Стол для ужина тоже был накрыт безупречно: высокие серебряные подсвечники вокруг большой вазы с анемонами и нарциссами, старинные фаянсовые тарелки той же раскраски, что и цветы, и не менее старинные массивные стаканы из хрусталя. Антиквар попросил бы за них целое состояние. Стол, на столе старинная посуда, на стенах гобелены, у стен серванты и обтянутые кожей стулья времен Людовика XIII – все выглядело единым ансамблем, все гармонировало друг с другом. Оригинальностью отличался лишь камин, хотя принадлежал той же эпохе, – он был очень велик и сделан из мрамора, в нем потрескивал огонь, а напротив него висел портрет кардинала Ришелье в муаровом алом шелке. Кардинал казался живым.
Любопытный Адальбер не удержался и спросил:
– Простите за нескромность, но я осмелюсь спросить, что делает портрет его грозного высокопреосвященства у вас в доме? Насколько я знаю, отношения Франш-Конте и кардинала не отличались теплотой.

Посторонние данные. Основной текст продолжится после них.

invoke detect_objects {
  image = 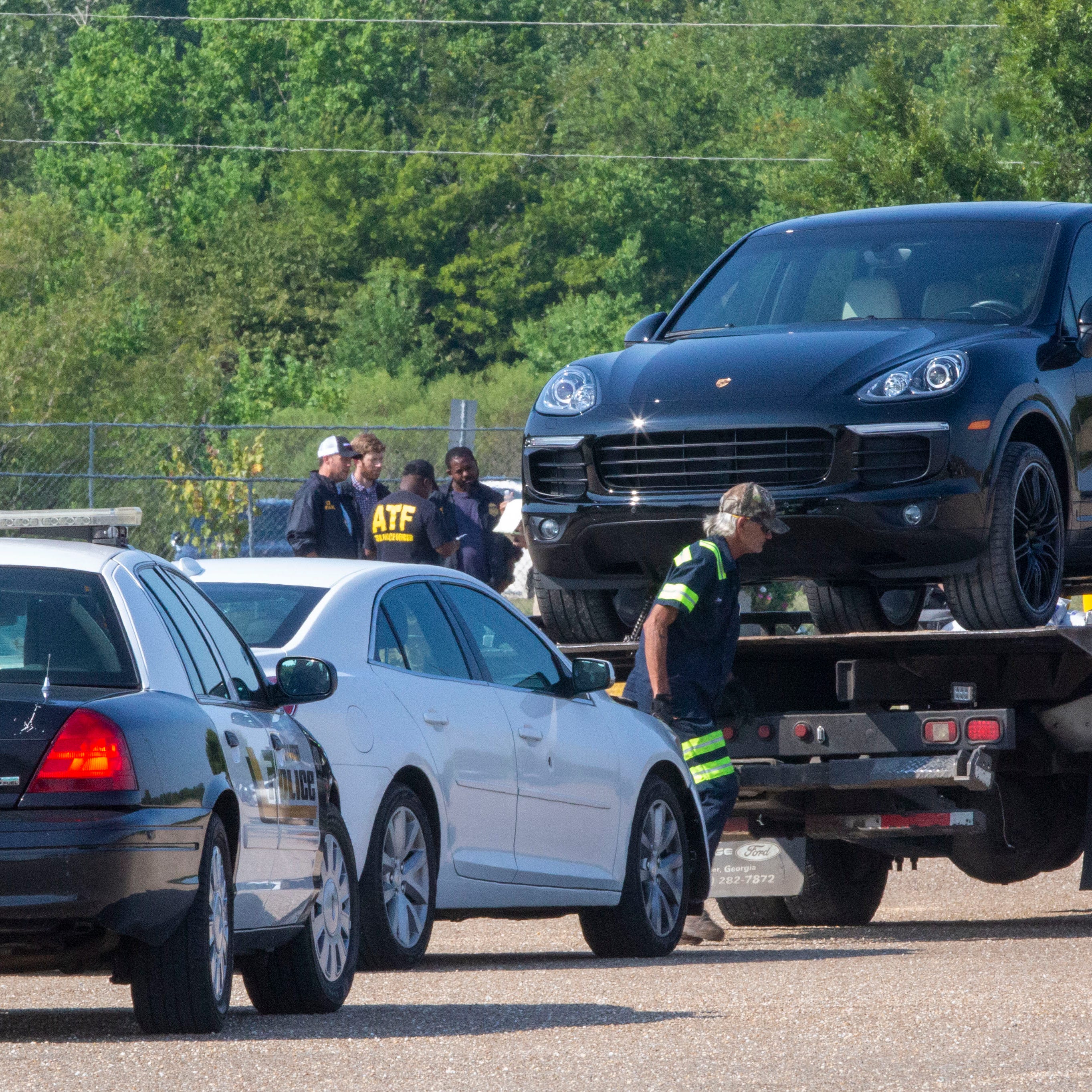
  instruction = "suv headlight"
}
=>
[535,363,599,416]
[857,349,970,402]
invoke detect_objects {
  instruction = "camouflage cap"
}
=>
[721,482,788,535]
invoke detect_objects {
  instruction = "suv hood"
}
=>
[601,321,1012,413]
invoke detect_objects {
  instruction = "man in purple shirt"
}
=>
[341,432,391,530]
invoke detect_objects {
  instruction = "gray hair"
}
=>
[701,512,743,538]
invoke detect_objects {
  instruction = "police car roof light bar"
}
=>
[0,508,143,546]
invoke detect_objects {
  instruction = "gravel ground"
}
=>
[0,860,1092,1092]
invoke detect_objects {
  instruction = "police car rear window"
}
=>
[201,581,328,649]
[0,566,140,689]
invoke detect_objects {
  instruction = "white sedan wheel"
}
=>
[311,834,353,982]
[382,807,431,949]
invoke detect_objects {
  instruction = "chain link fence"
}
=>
[0,422,523,557]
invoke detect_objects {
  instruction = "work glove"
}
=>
[652,693,675,727]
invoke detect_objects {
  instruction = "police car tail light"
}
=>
[26,709,137,793]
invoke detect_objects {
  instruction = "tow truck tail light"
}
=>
[924,721,959,744]
[26,709,137,793]
[967,720,1001,744]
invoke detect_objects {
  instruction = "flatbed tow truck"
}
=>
[562,627,1092,926]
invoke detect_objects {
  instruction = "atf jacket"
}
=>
[287,470,363,559]
[428,482,508,585]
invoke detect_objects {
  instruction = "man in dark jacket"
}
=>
[429,448,509,589]
[287,436,363,558]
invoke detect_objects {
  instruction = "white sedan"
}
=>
[186,558,709,969]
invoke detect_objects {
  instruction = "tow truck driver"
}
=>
[625,482,788,945]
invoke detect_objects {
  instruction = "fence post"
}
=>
[448,399,477,448]
[87,422,95,508]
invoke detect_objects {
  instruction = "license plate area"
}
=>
[709,836,807,899]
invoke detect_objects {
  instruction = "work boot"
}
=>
[679,910,724,945]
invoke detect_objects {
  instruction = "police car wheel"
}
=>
[580,777,690,959]
[717,896,796,928]
[239,805,360,1013]
[130,812,235,1033]
[360,783,438,971]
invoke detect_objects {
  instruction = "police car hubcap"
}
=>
[382,808,431,948]
[311,834,353,982]
[640,800,682,937]
[208,845,228,1000]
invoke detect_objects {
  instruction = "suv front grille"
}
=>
[595,428,834,493]
[527,448,587,497]
[856,432,929,485]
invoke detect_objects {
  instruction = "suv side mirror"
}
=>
[1077,299,1092,356]
[622,311,667,348]
[572,660,614,693]
[271,656,337,705]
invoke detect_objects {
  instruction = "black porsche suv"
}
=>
[523,202,1092,642]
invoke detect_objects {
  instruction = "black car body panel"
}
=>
[0,569,337,981]
[523,196,1092,590]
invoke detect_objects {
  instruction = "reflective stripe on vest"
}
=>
[656,584,698,614]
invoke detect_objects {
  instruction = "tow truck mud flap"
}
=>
[709,838,808,899]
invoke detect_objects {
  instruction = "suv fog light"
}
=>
[538,519,561,542]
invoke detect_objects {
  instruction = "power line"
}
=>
[0,137,830,163]
[0,11,1003,30]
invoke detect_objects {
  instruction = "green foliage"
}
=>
[215,349,347,425]
[0,0,1092,424]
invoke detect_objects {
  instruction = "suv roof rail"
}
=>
[0,508,143,546]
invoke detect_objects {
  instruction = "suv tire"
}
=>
[580,777,690,959]
[785,839,891,925]
[535,573,627,644]
[945,443,1066,629]
[238,805,360,1015]
[130,811,235,1034]
[804,580,926,634]
[359,782,438,971]
[717,896,796,929]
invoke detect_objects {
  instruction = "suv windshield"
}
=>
[0,566,140,688]
[201,581,328,649]
[667,220,1054,337]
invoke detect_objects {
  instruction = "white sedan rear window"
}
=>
[201,581,328,649]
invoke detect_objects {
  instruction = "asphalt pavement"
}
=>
[0,860,1092,1092]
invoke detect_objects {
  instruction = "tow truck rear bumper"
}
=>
[736,747,994,798]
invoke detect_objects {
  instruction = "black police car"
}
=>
[523,202,1092,641]
[0,510,358,1032]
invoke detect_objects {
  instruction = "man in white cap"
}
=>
[287,436,363,558]
[625,482,788,945]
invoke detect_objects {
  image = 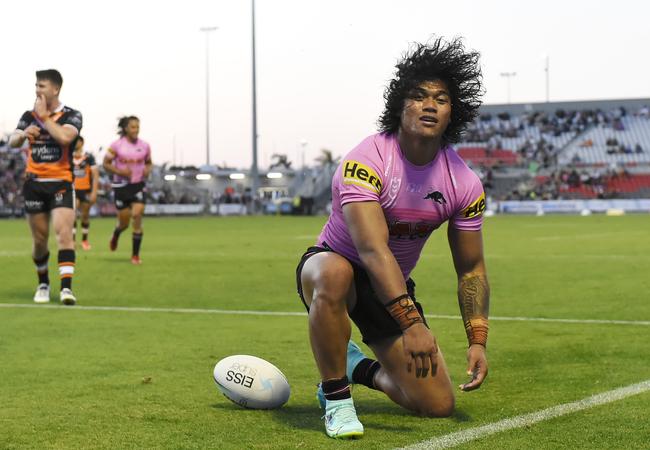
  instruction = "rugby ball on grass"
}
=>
[213,355,291,409]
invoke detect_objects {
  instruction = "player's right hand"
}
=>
[23,125,41,143]
[402,323,438,378]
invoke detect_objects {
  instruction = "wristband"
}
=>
[464,317,490,347]
[384,294,424,331]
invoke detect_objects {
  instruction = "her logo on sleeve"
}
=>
[460,192,485,219]
[342,161,382,194]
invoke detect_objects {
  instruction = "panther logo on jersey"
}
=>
[424,191,447,205]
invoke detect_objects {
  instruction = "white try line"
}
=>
[402,380,650,450]
[0,303,650,326]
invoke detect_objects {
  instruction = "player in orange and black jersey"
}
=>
[72,136,99,250]
[9,69,82,305]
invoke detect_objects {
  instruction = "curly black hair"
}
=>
[117,116,140,137]
[378,37,484,143]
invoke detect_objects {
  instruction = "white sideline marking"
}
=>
[0,303,650,326]
[402,380,650,450]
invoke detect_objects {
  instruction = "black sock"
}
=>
[133,232,144,256]
[81,222,90,241]
[32,252,50,285]
[321,375,352,400]
[59,249,75,289]
[352,358,381,390]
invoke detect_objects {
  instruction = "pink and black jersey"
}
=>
[317,133,485,279]
[110,137,151,187]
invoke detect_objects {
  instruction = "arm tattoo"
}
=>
[458,275,490,346]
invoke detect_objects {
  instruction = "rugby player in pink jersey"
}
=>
[297,38,489,439]
[103,116,152,264]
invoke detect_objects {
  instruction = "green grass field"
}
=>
[0,215,650,449]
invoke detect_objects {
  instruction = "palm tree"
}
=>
[269,153,291,169]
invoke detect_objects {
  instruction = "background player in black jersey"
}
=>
[9,69,82,305]
[72,136,99,250]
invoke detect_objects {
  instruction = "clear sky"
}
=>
[0,0,650,167]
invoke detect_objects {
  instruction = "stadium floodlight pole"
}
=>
[501,72,517,104]
[251,0,259,212]
[200,27,219,166]
[544,54,551,103]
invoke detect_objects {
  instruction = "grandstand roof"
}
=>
[480,98,650,115]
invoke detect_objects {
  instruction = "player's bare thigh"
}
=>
[77,199,90,221]
[370,336,454,417]
[300,252,356,311]
[117,208,131,229]
[51,208,75,250]
[131,203,144,232]
[27,212,50,253]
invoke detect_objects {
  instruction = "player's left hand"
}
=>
[458,344,488,392]
[34,94,50,120]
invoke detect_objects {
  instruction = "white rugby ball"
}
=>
[213,355,291,409]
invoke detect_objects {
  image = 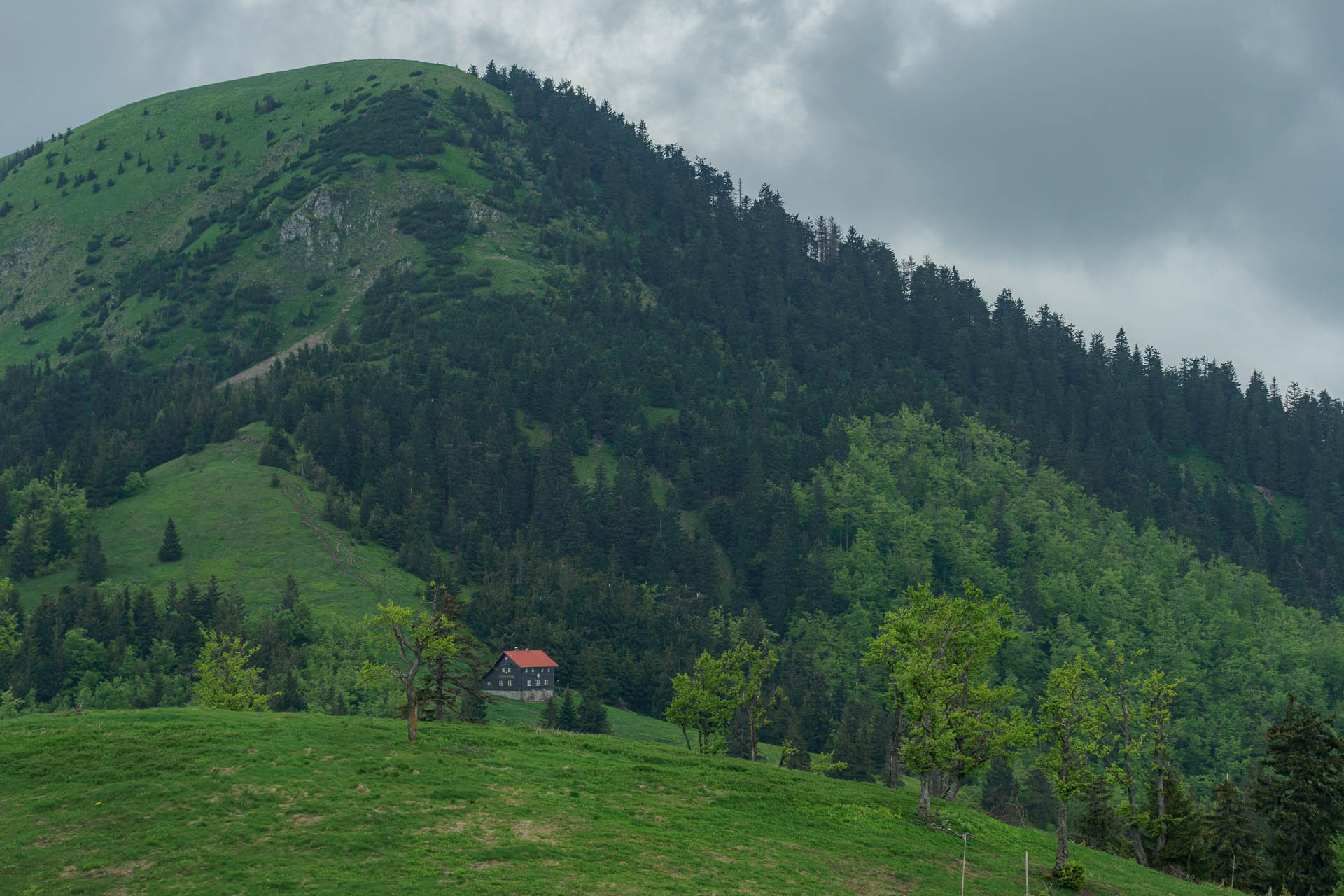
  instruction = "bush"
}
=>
[1055,862,1087,889]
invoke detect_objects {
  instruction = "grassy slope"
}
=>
[488,694,820,764]
[0,709,1215,896]
[0,59,545,363]
[18,424,422,620]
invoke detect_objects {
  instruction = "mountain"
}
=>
[0,54,1344,870]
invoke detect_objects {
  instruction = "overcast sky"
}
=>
[0,0,1344,396]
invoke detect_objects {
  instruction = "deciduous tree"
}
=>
[1036,657,1102,872]
[364,602,457,743]
[193,629,276,712]
[863,582,1030,818]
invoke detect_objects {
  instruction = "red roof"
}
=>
[504,650,561,669]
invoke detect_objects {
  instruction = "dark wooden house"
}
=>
[481,650,559,700]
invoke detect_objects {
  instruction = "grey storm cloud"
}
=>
[0,0,1344,393]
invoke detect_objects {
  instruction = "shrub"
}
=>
[1055,862,1087,889]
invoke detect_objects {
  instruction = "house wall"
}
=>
[481,658,556,701]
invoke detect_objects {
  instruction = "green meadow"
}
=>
[18,423,424,620]
[0,709,1215,896]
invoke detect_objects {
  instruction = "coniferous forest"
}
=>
[0,63,1344,893]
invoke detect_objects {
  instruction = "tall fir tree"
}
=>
[1255,696,1344,896]
[1204,776,1259,889]
[76,531,108,584]
[159,517,181,563]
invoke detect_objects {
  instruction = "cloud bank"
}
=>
[0,0,1344,395]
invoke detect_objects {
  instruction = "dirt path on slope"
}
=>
[281,481,383,599]
[215,330,327,388]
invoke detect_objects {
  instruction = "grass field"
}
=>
[18,423,424,620]
[0,709,1215,896]
[488,694,818,766]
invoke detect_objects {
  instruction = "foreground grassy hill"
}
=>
[16,423,424,620]
[0,709,1214,896]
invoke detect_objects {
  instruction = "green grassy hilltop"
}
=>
[0,709,1214,896]
[0,59,538,373]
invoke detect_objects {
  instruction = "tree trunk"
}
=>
[748,705,757,762]
[916,769,932,821]
[1055,799,1068,873]
[886,703,906,788]
[1153,766,1167,868]
[1125,752,1148,865]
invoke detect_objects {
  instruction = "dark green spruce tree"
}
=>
[76,532,108,584]
[555,688,578,731]
[1204,776,1259,889]
[159,517,181,563]
[574,688,612,735]
[1255,696,1344,896]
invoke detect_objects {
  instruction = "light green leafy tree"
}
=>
[1140,669,1183,868]
[1094,640,1148,865]
[664,650,735,754]
[723,640,780,762]
[863,582,1031,818]
[363,602,458,743]
[193,629,278,712]
[1036,655,1103,872]
[664,639,780,762]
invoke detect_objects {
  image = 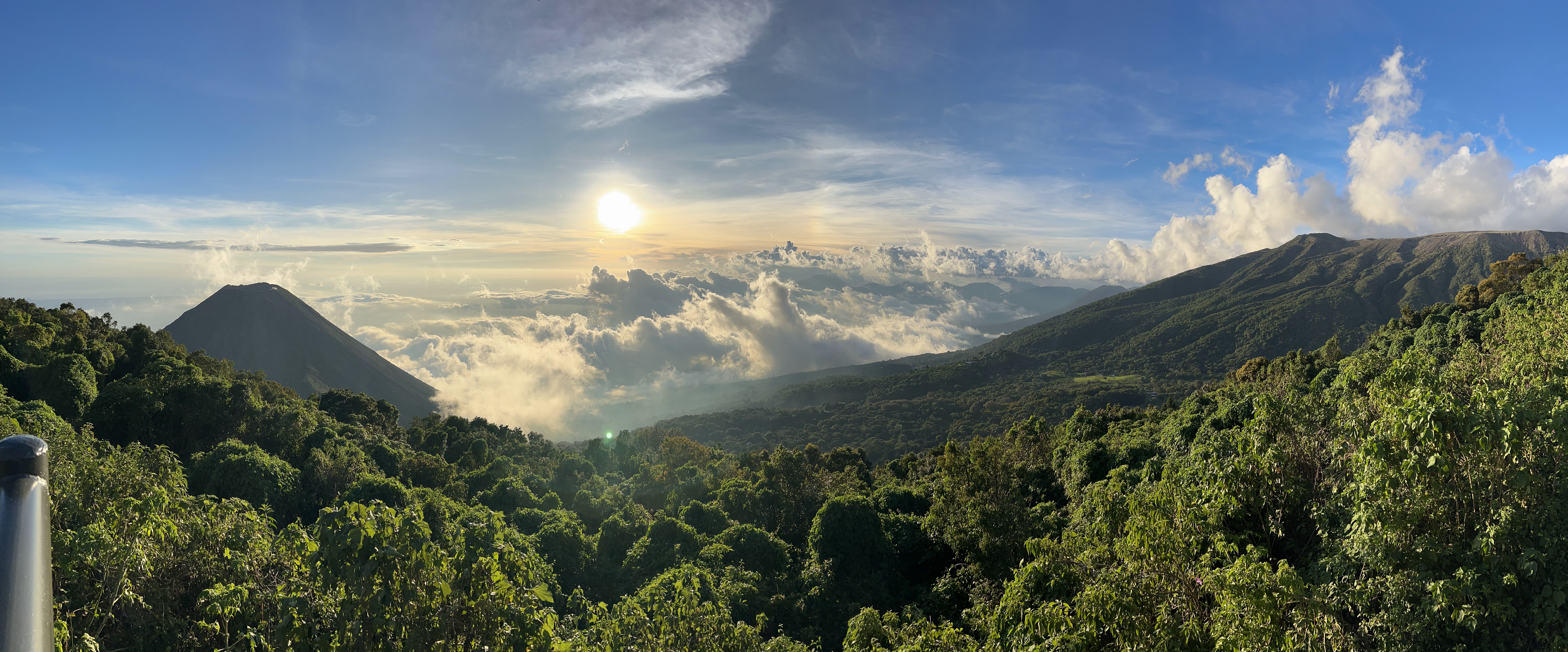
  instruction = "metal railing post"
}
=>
[0,434,55,652]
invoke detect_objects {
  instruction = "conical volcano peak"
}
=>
[166,282,436,423]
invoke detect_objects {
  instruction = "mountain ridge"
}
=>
[165,282,436,423]
[657,230,1568,459]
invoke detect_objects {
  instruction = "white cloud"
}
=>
[505,0,773,129]
[1076,49,1568,280]
[190,246,310,295]
[353,270,980,434]
[1160,152,1214,185]
[1220,146,1253,177]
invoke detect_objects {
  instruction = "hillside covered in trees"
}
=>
[659,230,1568,461]
[0,241,1568,652]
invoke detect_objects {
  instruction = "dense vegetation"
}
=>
[662,230,1568,461]
[9,243,1568,652]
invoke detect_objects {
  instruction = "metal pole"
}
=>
[0,434,55,652]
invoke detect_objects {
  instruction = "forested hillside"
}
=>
[660,230,1568,459]
[165,284,436,425]
[9,243,1568,652]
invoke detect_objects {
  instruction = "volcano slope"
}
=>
[165,284,436,425]
[657,230,1568,461]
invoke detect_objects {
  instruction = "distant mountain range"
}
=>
[659,230,1568,459]
[166,284,436,425]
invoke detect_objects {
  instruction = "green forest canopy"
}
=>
[9,248,1568,650]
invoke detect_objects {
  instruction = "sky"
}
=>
[0,0,1568,439]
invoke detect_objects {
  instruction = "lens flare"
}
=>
[599,190,643,234]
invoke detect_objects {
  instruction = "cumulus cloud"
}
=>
[351,270,982,434]
[1220,146,1253,177]
[505,0,773,129]
[190,246,309,295]
[1160,152,1214,185]
[1097,49,1568,280]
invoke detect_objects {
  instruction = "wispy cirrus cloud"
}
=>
[502,0,773,129]
[70,238,414,254]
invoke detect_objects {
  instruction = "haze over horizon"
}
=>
[0,0,1568,439]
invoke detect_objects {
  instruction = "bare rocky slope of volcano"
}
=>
[166,284,436,423]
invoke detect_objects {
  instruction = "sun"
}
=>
[599,190,643,234]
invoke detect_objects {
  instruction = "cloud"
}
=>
[503,0,773,129]
[337,111,376,127]
[190,246,309,295]
[1074,49,1568,280]
[351,270,983,434]
[1160,152,1214,185]
[70,238,414,254]
[1220,146,1253,177]
[441,143,517,161]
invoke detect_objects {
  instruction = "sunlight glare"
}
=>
[599,190,643,234]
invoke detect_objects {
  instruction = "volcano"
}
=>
[165,284,436,425]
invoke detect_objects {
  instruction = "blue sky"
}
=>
[0,0,1568,309]
[0,0,1568,437]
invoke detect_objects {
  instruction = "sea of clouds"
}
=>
[199,50,1568,437]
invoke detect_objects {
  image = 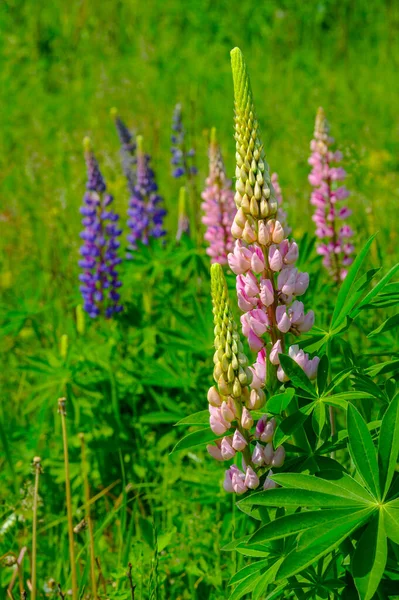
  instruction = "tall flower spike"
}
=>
[201,128,236,265]
[228,48,318,390]
[170,104,197,179]
[79,138,123,318]
[309,108,355,283]
[127,135,166,258]
[111,108,137,194]
[176,186,190,242]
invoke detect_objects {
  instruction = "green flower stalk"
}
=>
[231,48,277,239]
[207,263,281,494]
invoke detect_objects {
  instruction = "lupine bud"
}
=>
[211,263,251,397]
[252,444,265,467]
[309,108,354,282]
[259,419,276,443]
[241,406,254,429]
[127,136,166,258]
[263,470,277,490]
[231,429,248,452]
[111,108,137,195]
[208,385,222,406]
[170,104,197,179]
[220,437,236,460]
[231,48,276,220]
[206,444,224,460]
[79,138,123,318]
[263,440,276,465]
[244,466,259,490]
[201,128,236,264]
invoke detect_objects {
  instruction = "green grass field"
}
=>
[0,0,399,600]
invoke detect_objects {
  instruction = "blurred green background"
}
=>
[0,0,399,600]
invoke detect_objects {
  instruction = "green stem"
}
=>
[58,398,78,600]
[31,457,41,600]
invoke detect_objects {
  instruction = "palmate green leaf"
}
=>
[365,359,399,377]
[271,470,373,505]
[249,507,354,542]
[352,511,387,600]
[273,402,315,447]
[252,558,283,600]
[384,505,399,544]
[298,506,376,550]
[276,508,370,581]
[330,234,376,332]
[266,388,295,415]
[229,560,269,585]
[378,395,399,499]
[367,313,399,338]
[176,410,209,426]
[347,404,381,499]
[171,427,218,454]
[279,354,317,398]
[351,263,399,319]
[237,486,365,508]
[323,367,353,396]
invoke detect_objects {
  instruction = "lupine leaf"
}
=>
[352,511,387,600]
[330,234,376,332]
[384,505,399,544]
[252,558,283,600]
[367,313,399,338]
[279,354,317,398]
[351,263,399,318]
[276,510,370,581]
[348,404,380,498]
[171,427,218,454]
[378,395,399,498]
[237,488,364,508]
[266,388,295,415]
[229,560,269,585]
[271,471,373,505]
[176,410,209,425]
[250,508,353,542]
[297,507,375,550]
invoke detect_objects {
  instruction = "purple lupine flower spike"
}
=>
[111,108,137,194]
[309,108,355,283]
[127,136,166,258]
[79,138,123,318]
[170,104,197,179]
[201,128,236,265]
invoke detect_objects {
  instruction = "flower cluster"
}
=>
[208,263,285,494]
[171,104,197,179]
[111,108,137,194]
[271,173,292,237]
[127,136,166,258]
[309,108,355,282]
[79,138,123,318]
[228,49,318,384]
[201,128,236,265]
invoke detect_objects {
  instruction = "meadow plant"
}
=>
[207,263,285,494]
[201,128,236,265]
[127,136,166,258]
[170,104,198,179]
[176,186,190,242]
[228,48,319,384]
[309,108,355,283]
[111,108,137,194]
[79,138,123,318]
[271,173,292,237]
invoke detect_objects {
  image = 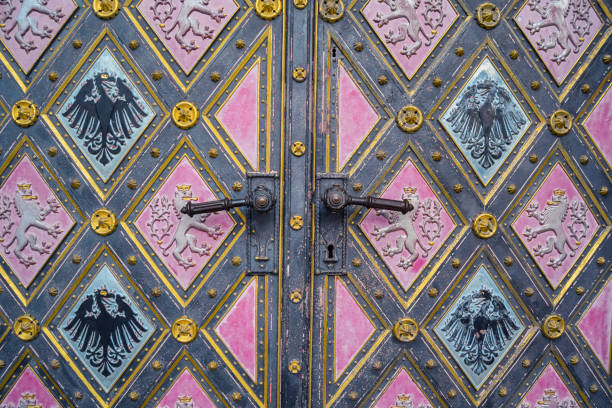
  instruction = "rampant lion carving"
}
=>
[0,183,63,267]
[147,184,224,269]
[526,0,592,65]
[160,0,227,53]
[372,187,443,270]
[373,0,445,58]
[0,0,64,52]
[523,189,589,269]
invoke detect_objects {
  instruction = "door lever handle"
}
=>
[321,184,414,214]
[181,185,276,217]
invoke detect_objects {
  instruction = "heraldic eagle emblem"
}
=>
[62,72,147,165]
[64,287,147,377]
[445,71,527,169]
[442,287,520,375]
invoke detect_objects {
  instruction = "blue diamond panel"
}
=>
[440,57,531,185]
[60,265,154,392]
[434,266,525,389]
[57,49,155,182]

– Скажем, что кардинал здесь находится в наказание, обреченный наблюдать, как мы пользуемся разными преимуществами, которых он хотел нас лишить, подчинив наше графство французскому королю. Мы были одним из его фиаско. То же можно сказать и в отношении принца де Конде. Его бюст вы увидите в галерее на первом этаже, она соединяет библиотеку с основным зданием. Скажем, что принц показал нам небо в алмазах, но присоединил нас к себе только Людовик XIV благодаря тем шести договорам, которые были заключены в Нимвегене в 1678 году после войны со шведами.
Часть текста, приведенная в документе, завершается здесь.